Ahora les enviaba una tarjeta online para las fiestas y a veces asistía a los cumpleaños de sus hermanastros, pero no había rastro del amor fraternal que profesaban los libros de ficción. Parecía más la relación de dos viejos amigos que se mantenían agregados a sus redes sociales aunque nunca se hablaran. No había rencores, cada uno hacía su vida.

Por eso no podía imaginar lo que sintió Candelaria al perderlo todo, siendo una niña de siete años. No, no podía comprenderlo. Pero comenzaba a admirar a esa muchacha que se había aferrado al amor de sus otros familiares para no perder la luz.

—Espero que despiertes y no recuerdes nada de esa traumática noche —deseó en contra de sus instintos de detective.

Se sirvió un tazón de café y dio un sorbo mientras revisaba las otras páginas. Eran detalles médicos y perfiles de todos los implicados.

Se detuvo en unas fotografías del... ¿causante? El enorme alce debía medir por lo menos dos metros de alto. Yacía en medio de una calle de tierra húmeda con su propia sangre, una de sus enormes astas quebrada y su cuello torcido en un ángulo antinatural. 

Leya intentó hacerle zoom a su cabeza, pero ese era un privilegio de las fotografías digitales. 

—Qué torpe —se dijo a sí misma, agradecida de que nadie la viera avergonzada de sí misma.

Dio un largo trago a su café y apoyó la carpeta en la mesa del centro de la cocina. Rebuscó entre las demás imágenes.

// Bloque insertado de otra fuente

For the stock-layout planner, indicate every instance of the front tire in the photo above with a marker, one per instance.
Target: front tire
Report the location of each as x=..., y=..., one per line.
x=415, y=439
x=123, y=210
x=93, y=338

Agradeció al fotógrafo que en otra de las fotos registró lo que deseaba. Observó el hocico abierto, los restos de espuma que humedecían su papada. El nivel de daño había sido tan alto que uno de los dos, el vehículo o el animal, debía haberse dirigido al otro a una velocidad excesiva antes del impacto. Estudiando esos pequeños ojos cubiertos por una capa blanquecina, se preguntó si el mamífero había estado enfermo antes del accidente. 

—Primero un alce, luego lobos —reflexionó en voz alta, terminando su café—. Vivir en un bosque es un riesgo constante... o la mente maestra detrás de todo esto tiene el poder de hacer que la fauna le obedezca.